There was a lot of stir last week after Amazon’s CEO announced that he intends to have packages delivered by drone aircraft to many areas, often in under an hour from the time that they are ordered. Everyone has been talking about it since the interview, and futurists have been abuzz. I’m a bit of a futurist myself, and as much as the idea gave me pause at first, the idea of tiny robots buzzing over our heads carrying out day-to-day business sort of excited me a bit, I’ll admit. Visions of futuristic movies and books that I read as a child danced through my head. When I think about it for a more than about a moment, though, it leaves me with concerns.

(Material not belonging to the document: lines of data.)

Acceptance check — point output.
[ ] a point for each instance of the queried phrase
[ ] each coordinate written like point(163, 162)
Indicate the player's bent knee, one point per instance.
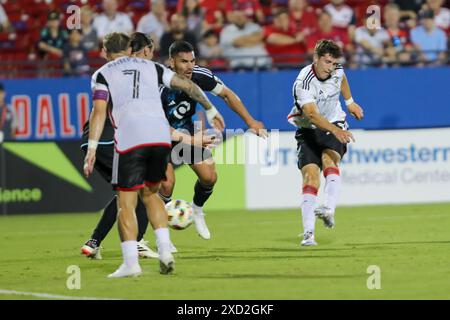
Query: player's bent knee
point(209, 180)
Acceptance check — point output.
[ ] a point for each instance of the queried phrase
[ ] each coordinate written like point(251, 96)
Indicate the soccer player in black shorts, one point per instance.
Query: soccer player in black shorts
point(180, 109)
point(142, 46)
point(127, 89)
point(322, 134)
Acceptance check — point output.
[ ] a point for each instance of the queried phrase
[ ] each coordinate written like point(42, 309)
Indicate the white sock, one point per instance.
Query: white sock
point(197, 209)
point(332, 187)
point(308, 206)
point(162, 239)
point(130, 252)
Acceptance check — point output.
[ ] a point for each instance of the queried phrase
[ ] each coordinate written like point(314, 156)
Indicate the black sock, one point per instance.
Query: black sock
point(141, 215)
point(166, 199)
point(201, 193)
point(106, 222)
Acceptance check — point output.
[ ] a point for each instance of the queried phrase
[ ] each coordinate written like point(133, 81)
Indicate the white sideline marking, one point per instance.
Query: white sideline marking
point(49, 295)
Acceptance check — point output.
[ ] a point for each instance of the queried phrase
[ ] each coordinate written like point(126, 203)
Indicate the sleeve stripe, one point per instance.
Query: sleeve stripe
point(203, 73)
point(100, 95)
point(307, 80)
point(197, 68)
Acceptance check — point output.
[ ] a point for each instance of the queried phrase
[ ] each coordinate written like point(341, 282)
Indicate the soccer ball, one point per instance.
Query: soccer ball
point(179, 214)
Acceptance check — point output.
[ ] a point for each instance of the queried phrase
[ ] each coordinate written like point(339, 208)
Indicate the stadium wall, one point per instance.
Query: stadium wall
point(42, 172)
point(56, 109)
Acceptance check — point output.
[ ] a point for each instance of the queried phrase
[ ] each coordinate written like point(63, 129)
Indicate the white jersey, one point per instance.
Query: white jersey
point(131, 87)
point(324, 93)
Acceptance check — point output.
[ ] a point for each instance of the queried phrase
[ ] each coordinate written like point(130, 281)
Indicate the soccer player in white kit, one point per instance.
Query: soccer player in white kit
point(322, 134)
point(128, 89)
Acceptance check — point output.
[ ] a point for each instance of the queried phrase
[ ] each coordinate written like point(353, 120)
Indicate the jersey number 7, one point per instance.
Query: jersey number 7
point(136, 76)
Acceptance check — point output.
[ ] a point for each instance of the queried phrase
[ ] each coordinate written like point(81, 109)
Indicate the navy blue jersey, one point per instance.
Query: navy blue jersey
point(179, 107)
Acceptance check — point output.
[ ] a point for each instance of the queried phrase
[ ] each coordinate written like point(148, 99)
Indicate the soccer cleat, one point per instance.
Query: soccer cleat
point(144, 250)
point(91, 250)
point(308, 239)
point(327, 216)
point(166, 262)
point(125, 271)
point(200, 225)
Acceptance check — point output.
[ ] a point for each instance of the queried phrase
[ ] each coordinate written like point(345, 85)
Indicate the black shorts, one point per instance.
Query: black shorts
point(141, 167)
point(312, 142)
point(188, 154)
point(103, 160)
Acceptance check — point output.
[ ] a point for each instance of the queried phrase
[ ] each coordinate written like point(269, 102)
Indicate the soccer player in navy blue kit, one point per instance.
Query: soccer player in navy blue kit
point(179, 110)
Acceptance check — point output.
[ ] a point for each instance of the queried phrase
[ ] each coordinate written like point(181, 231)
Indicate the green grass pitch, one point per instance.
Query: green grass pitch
point(252, 255)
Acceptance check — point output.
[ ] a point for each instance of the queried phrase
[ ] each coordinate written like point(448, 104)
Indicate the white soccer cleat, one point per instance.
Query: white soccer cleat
point(145, 251)
point(166, 262)
point(327, 216)
point(308, 239)
point(91, 250)
point(125, 271)
point(200, 224)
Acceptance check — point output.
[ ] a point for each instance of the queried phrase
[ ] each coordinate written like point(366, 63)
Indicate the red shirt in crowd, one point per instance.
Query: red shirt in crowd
point(307, 22)
point(249, 6)
point(337, 35)
point(294, 52)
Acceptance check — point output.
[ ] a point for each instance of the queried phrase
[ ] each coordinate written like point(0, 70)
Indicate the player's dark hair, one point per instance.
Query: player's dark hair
point(116, 42)
point(180, 46)
point(139, 41)
point(330, 47)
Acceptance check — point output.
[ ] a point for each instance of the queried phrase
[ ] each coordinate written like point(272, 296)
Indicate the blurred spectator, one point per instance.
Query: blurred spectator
point(251, 8)
point(409, 10)
point(155, 22)
point(212, 11)
point(303, 17)
point(53, 37)
point(4, 22)
point(429, 40)
point(89, 36)
point(111, 20)
point(441, 14)
point(342, 16)
point(371, 44)
point(210, 51)
point(75, 55)
point(400, 45)
point(283, 43)
point(242, 42)
point(209, 46)
point(195, 17)
point(7, 118)
point(327, 31)
point(178, 31)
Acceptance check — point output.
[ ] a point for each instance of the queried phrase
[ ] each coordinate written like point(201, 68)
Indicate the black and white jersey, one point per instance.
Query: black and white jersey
point(131, 87)
point(325, 94)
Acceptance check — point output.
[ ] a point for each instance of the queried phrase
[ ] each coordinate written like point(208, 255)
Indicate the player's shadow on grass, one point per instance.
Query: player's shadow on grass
point(282, 276)
point(365, 244)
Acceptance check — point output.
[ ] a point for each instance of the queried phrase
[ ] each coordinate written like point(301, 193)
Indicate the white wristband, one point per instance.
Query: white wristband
point(92, 144)
point(211, 114)
point(349, 101)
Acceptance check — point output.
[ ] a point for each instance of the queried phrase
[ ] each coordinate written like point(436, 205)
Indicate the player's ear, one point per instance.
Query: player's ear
point(315, 58)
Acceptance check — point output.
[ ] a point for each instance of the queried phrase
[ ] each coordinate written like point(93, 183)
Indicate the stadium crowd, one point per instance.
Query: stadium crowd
point(43, 35)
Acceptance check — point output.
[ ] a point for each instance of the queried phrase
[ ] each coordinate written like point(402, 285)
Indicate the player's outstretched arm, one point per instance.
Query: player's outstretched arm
point(235, 104)
point(215, 119)
point(312, 113)
point(96, 124)
point(353, 108)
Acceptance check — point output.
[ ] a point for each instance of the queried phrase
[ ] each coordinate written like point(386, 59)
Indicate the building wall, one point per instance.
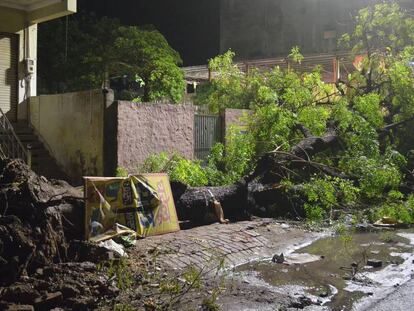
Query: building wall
point(24, 24)
point(15, 21)
point(72, 127)
point(146, 129)
point(269, 28)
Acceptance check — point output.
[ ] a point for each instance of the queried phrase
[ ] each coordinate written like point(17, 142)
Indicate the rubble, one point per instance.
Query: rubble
point(43, 262)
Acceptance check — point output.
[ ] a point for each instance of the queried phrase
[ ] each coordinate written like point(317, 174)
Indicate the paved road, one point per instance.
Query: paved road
point(237, 243)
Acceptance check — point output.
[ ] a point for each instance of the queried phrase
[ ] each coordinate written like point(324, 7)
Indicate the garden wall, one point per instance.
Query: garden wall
point(71, 126)
point(149, 128)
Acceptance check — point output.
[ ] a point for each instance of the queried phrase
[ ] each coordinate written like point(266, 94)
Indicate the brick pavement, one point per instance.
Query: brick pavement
point(237, 243)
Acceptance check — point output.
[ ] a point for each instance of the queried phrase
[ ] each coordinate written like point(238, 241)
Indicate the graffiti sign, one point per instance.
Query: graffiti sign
point(142, 203)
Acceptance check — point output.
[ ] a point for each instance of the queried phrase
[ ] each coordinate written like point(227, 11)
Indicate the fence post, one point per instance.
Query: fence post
point(29, 155)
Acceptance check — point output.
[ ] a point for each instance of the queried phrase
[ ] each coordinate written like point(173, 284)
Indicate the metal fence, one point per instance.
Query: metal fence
point(208, 130)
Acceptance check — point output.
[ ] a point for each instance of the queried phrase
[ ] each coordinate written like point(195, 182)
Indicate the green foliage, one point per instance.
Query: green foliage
point(100, 48)
point(177, 167)
point(225, 164)
point(323, 194)
point(295, 55)
point(121, 172)
point(371, 112)
point(148, 55)
point(397, 207)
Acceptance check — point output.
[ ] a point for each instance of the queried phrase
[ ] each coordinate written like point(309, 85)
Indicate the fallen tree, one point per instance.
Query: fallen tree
point(311, 147)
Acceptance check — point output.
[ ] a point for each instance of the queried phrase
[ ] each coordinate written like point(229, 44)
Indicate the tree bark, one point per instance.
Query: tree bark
point(260, 193)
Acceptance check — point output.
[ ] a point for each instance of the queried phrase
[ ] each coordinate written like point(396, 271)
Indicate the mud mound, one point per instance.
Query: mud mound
point(38, 219)
point(43, 262)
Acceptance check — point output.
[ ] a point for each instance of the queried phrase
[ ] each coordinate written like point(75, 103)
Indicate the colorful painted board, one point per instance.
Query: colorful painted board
point(143, 203)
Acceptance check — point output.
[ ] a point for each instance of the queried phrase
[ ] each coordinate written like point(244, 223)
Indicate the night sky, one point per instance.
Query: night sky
point(191, 26)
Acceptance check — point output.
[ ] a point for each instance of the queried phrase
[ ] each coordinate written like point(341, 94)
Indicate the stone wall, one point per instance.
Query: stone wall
point(145, 129)
point(72, 128)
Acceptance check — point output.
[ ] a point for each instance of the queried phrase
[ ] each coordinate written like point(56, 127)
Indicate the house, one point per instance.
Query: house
point(18, 48)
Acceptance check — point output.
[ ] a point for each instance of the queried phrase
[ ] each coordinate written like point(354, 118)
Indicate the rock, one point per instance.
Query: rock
point(278, 258)
point(69, 291)
point(49, 301)
point(80, 303)
point(374, 263)
point(20, 293)
point(13, 307)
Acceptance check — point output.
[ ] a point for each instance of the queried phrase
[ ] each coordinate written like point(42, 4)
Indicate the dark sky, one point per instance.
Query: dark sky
point(190, 26)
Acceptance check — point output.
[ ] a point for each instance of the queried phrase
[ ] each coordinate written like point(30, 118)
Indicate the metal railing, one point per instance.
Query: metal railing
point(10, 145)
point(331, 65)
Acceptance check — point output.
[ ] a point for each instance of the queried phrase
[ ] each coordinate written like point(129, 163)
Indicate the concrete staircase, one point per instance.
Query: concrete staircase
point(42, 161)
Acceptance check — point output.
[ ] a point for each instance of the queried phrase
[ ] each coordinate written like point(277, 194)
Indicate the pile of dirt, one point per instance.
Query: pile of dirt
point(41, 253)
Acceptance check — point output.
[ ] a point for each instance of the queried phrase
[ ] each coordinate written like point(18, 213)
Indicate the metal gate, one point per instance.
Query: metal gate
point(207, 132)
point(8, 74)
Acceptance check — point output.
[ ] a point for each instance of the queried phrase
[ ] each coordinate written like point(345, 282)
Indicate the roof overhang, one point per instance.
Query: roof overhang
point(38, 11)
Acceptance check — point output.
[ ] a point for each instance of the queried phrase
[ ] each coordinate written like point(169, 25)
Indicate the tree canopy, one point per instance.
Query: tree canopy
point(84, 52)
point(347, 145)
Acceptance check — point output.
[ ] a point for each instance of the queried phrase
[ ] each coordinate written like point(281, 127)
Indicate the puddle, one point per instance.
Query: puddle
point(334, 272)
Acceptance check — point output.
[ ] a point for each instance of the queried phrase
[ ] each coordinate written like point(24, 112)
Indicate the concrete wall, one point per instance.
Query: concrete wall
point(145, 129)
point(23, 22)
point(72, 127)
point(268, 28)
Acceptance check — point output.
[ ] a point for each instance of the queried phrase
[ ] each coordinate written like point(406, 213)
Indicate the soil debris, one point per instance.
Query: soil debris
point(43, 262)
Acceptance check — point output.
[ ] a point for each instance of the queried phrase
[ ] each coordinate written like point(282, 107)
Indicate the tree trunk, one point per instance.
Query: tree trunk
point(260, 193)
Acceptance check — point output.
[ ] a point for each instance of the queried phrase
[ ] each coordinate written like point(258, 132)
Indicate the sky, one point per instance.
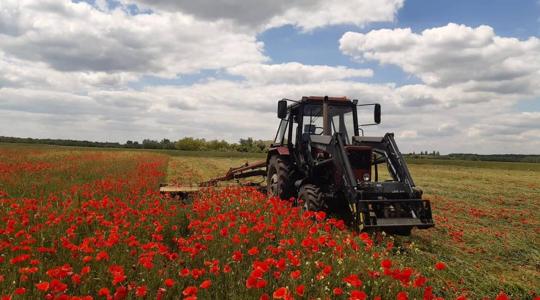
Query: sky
point(451, 76)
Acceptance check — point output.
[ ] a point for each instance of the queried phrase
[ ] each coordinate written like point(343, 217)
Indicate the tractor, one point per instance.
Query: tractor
point(321, 159)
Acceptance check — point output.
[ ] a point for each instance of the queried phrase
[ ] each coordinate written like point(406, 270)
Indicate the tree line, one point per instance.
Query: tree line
point(187, 143)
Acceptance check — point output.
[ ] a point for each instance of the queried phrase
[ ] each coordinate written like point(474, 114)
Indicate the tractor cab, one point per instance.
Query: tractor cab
point(321, 156)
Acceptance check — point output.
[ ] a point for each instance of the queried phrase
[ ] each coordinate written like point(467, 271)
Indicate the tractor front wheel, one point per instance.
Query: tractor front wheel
point(312, 198)
point(278, 179)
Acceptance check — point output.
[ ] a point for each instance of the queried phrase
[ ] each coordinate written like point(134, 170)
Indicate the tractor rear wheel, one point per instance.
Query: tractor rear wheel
point(403, 231)
point(312, 198)
point(278, 179)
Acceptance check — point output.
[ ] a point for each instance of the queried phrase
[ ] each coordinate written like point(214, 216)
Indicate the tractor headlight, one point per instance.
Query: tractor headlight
point(366, 177)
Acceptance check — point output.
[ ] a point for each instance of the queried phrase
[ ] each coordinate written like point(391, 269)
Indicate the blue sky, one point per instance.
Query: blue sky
point(520, 19)
point(136, 69)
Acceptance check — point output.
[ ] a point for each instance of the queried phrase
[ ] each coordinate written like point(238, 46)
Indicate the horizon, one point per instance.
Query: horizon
point(452, 76)
point(140, 143)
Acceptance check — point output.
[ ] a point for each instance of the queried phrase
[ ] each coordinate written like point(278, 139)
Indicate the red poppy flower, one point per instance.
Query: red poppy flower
point(104, 292)
point(358, 295)
point(190, 291)
point(386, 263)
point(42, 286)
point(353, 280)
point(440, 266)
point(20, 291)
point(502, 296)
point(76, 279)
point(280, 293)
point(296, 274)
point(253, 251)
point(206, 284)
point(141, 291)
point(420, 281)
point(300, 290)
point(402, 296)
point(169, 282)
point(237, 256)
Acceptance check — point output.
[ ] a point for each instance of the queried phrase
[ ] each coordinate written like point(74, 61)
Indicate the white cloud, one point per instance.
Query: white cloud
point(294, 72)
point(306, 14)
point(71, 37)
point(67, 71)
point(475, 59)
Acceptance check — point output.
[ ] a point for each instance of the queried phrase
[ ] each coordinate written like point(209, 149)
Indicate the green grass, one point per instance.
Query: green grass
point(487, 214)
point(487, 220)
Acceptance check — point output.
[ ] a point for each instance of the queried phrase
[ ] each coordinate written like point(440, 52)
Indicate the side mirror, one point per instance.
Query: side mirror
point(282, 109)
point(377, 114)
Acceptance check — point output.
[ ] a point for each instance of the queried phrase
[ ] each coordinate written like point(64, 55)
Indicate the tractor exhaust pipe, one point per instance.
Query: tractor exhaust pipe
point(326, 120)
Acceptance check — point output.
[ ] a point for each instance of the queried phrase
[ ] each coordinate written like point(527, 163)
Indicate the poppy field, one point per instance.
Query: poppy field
point(90, 224)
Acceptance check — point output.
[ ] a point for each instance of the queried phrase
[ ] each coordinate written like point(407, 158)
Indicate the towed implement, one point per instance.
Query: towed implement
point(321, 159)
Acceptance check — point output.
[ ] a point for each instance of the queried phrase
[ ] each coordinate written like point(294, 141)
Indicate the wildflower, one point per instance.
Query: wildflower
point(169, 282)
point(206, 284)
point(353, 280)
point(440, 266)
point(386, 263)
point(141, 291)
point(237, 256)
point(358, 295)
point(300, 290)
point(253, 251)
point(102, 256)
point(120, 293)
point(104, 292)
point(190, 291)
point(42, 286)
point(296, 274)
point(20, 291)
point(280, 293)
point(402, 296)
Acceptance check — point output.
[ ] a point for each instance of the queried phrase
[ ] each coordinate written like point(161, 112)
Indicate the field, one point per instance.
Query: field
point(89, 223)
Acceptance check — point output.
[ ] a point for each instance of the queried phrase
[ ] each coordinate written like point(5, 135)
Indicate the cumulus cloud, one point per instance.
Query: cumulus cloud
point(72, 37)
point(73, 70)
point(306, 14)
point(476, 59)
point(294, 72)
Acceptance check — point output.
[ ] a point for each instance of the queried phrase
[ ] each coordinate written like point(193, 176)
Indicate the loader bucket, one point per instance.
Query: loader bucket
point(390, 214)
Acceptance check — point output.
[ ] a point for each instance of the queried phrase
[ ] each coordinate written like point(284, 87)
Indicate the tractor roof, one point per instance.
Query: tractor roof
point(341, 100)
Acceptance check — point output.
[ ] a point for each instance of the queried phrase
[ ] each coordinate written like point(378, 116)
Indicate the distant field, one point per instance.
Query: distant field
point(487, 218)
point(65, 208)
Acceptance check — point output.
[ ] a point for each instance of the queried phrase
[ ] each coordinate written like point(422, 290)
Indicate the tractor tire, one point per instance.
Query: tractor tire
point(312, 198)
point(402, 231)
point(278, 180)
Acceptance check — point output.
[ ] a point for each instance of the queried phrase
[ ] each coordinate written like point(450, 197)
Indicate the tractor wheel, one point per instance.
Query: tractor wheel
point(278, 179)
point(403, 231)
point(311, 195)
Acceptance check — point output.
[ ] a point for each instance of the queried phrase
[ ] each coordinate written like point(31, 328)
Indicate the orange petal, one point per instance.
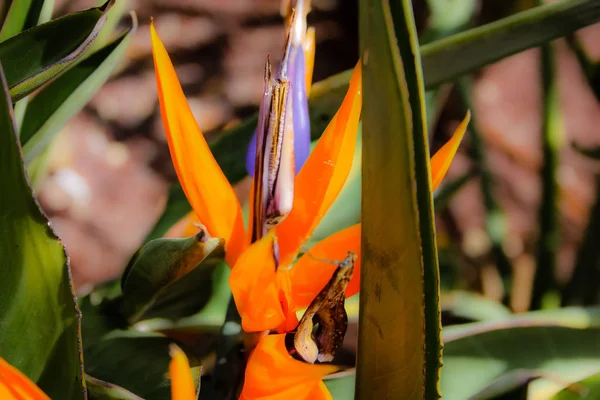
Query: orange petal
point(320, 392)
point(309, 57)
point(321, 178)
point(255, 289)
point(182, 382)
point(440, 162)
point(203, 182)
point(310, 274)
point(185, 227)
point(14, 385)
point(273, 374)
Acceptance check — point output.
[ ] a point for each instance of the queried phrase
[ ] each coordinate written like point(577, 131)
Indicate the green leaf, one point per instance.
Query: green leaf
point(25, 14)
point(588, 388)
point(476, 47)
point(399, 303)
point(136, 361)
point(36, 296)
point(100, 390)
point(171, 278)
point(52, 48)
point(474, 307)
point(341, 385)
point(484, 357)
point(495, 220)
point(585, 280)
point(449, 58)
point(64, 97)
point(590, 152)
point(345, 210)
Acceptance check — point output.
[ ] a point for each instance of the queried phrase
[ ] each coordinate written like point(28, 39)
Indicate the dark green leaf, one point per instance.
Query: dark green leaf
point(171, 278)
point(63, 98)
point(135, 361)
point(449, 58)
point(37, 306)
point(474, 307)
point(589, 388)
point(341, 385)
point(52, 48)
point(25, 14)
point(560, 345)
point(399, 303)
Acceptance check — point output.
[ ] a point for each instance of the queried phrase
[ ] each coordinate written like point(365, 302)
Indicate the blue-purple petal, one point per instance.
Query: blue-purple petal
point(300, 116)
point(300, 111)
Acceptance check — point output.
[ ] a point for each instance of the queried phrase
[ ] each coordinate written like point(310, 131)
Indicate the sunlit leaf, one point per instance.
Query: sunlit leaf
point(25, 14)
point(171, 278)
point(399, 316)
point(52, 48)
point(37, 304)
point(50, 109)
point(557, 346)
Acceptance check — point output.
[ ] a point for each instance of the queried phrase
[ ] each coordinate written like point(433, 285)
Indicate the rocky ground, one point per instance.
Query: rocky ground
point(111, 170)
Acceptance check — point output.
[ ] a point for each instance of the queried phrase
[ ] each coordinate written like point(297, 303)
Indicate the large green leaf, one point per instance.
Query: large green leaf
point(63, 98)
point(544, 282)
point(499, 356)
point(171, 278)
point(25, 14)
point(470, 50)
point(52, 48)
point(448, 58)
point(37, 306)
point(588, 388)
point(399, 340)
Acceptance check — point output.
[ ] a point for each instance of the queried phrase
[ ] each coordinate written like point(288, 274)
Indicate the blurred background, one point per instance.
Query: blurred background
point(110, 169)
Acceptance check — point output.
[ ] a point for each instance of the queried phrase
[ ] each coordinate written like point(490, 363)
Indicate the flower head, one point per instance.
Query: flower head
point(299, 67)
point(14, 385)
point(274, 374)
point(182, 383)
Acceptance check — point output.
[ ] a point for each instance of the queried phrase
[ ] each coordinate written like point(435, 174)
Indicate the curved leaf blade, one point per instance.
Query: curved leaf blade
point(171, 278)
point(481, 361)
point(399, 318)
point(52, 48)
point(56, 103)
point(24, 14)
point(36, 294)
point(446, 59)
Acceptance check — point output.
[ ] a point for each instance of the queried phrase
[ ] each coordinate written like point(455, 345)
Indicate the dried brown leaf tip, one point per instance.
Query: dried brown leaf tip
point(322, 329)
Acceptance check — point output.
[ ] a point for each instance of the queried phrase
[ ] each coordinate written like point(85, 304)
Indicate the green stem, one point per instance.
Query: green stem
point(552, 135)
point(495, 221)
point(228, 376)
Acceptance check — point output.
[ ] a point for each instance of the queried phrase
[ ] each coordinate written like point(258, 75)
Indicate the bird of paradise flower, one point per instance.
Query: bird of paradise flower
point(268, 282)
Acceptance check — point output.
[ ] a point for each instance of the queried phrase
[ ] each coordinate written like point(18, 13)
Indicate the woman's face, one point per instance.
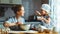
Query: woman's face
point(21, 12)
point(43, 12)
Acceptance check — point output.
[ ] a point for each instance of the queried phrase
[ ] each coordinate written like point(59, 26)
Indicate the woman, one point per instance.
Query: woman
point(17, 19)
point(43, 15)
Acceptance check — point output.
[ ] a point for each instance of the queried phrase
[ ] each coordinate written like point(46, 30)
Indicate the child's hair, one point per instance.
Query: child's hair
point(16, 8)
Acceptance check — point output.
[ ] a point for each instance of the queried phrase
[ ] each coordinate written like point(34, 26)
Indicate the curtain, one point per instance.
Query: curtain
point(55, 13)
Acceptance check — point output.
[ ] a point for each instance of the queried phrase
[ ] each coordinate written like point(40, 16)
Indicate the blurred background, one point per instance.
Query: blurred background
point(30, 7)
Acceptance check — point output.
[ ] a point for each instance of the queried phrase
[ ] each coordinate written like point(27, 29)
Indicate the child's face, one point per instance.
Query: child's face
point(21, 12)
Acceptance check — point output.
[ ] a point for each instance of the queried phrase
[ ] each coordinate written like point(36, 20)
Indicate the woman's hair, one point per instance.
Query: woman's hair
point(16, 8)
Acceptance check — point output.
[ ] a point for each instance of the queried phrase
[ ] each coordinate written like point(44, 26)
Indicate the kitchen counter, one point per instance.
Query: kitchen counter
point(29, 32)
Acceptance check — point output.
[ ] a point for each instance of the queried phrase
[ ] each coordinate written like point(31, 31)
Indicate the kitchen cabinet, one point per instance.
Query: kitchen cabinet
point(10, 1)
point(16, 1)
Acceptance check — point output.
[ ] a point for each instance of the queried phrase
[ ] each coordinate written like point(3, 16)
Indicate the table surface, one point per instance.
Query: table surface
point(31, 32)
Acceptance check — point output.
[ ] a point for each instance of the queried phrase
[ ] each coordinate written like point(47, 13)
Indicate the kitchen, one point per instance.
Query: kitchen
point(30, 7)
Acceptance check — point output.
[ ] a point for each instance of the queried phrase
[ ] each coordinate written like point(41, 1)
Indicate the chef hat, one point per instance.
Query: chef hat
point(45, 7)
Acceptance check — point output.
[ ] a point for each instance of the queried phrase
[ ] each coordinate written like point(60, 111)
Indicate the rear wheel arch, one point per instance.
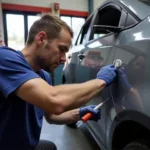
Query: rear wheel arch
point(128, 126)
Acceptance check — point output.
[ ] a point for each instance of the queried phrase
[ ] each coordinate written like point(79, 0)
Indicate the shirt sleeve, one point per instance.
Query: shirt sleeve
point(14, 71)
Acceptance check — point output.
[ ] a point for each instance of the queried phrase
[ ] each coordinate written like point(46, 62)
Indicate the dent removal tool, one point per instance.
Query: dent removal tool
point(87, 116)
point(117, 63)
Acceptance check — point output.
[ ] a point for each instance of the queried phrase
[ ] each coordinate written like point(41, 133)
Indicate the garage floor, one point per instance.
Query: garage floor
point(67, 138)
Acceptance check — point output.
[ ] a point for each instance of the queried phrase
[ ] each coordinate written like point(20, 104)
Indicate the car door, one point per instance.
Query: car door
point(71, 56)
point(98, 52)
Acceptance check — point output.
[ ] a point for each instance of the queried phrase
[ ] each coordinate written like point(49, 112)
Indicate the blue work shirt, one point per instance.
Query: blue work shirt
point(20, 122)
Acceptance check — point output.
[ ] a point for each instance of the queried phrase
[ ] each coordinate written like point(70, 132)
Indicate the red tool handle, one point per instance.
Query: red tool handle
point(86, 117)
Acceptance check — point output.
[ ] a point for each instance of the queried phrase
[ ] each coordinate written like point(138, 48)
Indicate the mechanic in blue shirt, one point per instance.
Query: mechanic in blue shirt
point(25, 91)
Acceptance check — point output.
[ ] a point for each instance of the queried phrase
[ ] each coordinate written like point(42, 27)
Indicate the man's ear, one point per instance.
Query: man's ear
point(40, 38)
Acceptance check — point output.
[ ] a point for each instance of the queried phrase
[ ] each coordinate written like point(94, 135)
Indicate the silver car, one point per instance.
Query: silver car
point(118, 29)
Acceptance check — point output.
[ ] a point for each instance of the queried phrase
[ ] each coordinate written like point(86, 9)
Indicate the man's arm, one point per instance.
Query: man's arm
point(58, 99)
point(67, 117)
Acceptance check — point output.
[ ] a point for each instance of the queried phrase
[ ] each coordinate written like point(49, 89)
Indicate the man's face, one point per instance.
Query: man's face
point(53, 53)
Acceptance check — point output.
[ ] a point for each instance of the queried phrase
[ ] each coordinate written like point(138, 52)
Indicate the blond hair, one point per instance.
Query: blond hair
point(51, 25)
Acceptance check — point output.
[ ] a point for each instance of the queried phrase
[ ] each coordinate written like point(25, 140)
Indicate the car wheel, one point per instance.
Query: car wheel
point(138, 145)
point(72, 125)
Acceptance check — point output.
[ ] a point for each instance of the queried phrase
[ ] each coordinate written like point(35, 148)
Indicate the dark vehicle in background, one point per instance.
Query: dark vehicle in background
point(118, 29)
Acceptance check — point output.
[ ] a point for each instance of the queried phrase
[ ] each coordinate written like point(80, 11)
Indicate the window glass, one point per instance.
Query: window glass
point(66, 19)
point(15, 31)
point(82, 36)
point(109, 16)
point(31, 20)
point(77, 23)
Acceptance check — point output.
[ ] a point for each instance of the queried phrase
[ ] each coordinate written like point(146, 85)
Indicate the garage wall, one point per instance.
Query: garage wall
point(81, 5)
point(97, 3)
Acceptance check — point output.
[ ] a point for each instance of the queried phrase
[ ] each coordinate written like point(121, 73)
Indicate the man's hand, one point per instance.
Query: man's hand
point(107, 73)
point(90, 109)
point(123, 79)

Let’s ignore the obvious fact that such deliveries aren’t legal in the U.S., and that the likelihood of them becoming legal, even to suit the influence of a business as huge as Amazon, isn’t high. Well, at least I hope that’s the case. I think the thing that troubles me the most about the reasoning behind wanting to make this happen is the perceived need of the public to have what they order so quickly. This is the issue of instant gratification taken to an entirely new level.
And speaking of levels, there are levels to this, layers of issues beginning to manifest, I think. First is the fact that we feel we are entitled to have what we want in under an hour, and that we shouldn’t have to leave our sofa to receive it. Secondly is the consumerist culture that permits us to have enough influence so as to dictate this need. Thirdly is the damage that we are doing to ourselves physically, emotionally, and spiritually by refusing to slow down as we are able to increasingly have whatever, whenever.
I’m certainly no hermit curmudgeon who is opposed to technology…I make my living in web technologies, and I love the progress that we make as a culture as we build new tools to assist us with our daily lives, to connect with each other in new ways. I’ll also admit up front that I’m not at all a fan of Amazon, not the least reason for which is their monopoly over book sales and the way that they treat authors. Those caveats aside…
This whole thing just makes cringe as I picture a tiny helicopter-like device landing on the balcony of our apartment with whatever I ordered 20 minutes ago. I truly can’t imagine what I could need that fast, what I could feel that I had that much of an entitlement to have immediately.
Our national ethos is one of transforming every aspect of daily life into a business. We can buy or sell anything, and, ultimately, anyone. We “consume” instead of engage, we accumulate, we are hopelessly distracted. We fill the voids that these activities leave in our lives with more stuff, and the faster that we can get that stuff, the more we can avoid the void. Which means we soon won’t notice it at all in our mountains of instantly-delivered possessions.
We won’t notice the very void that causes us to lose ourselves.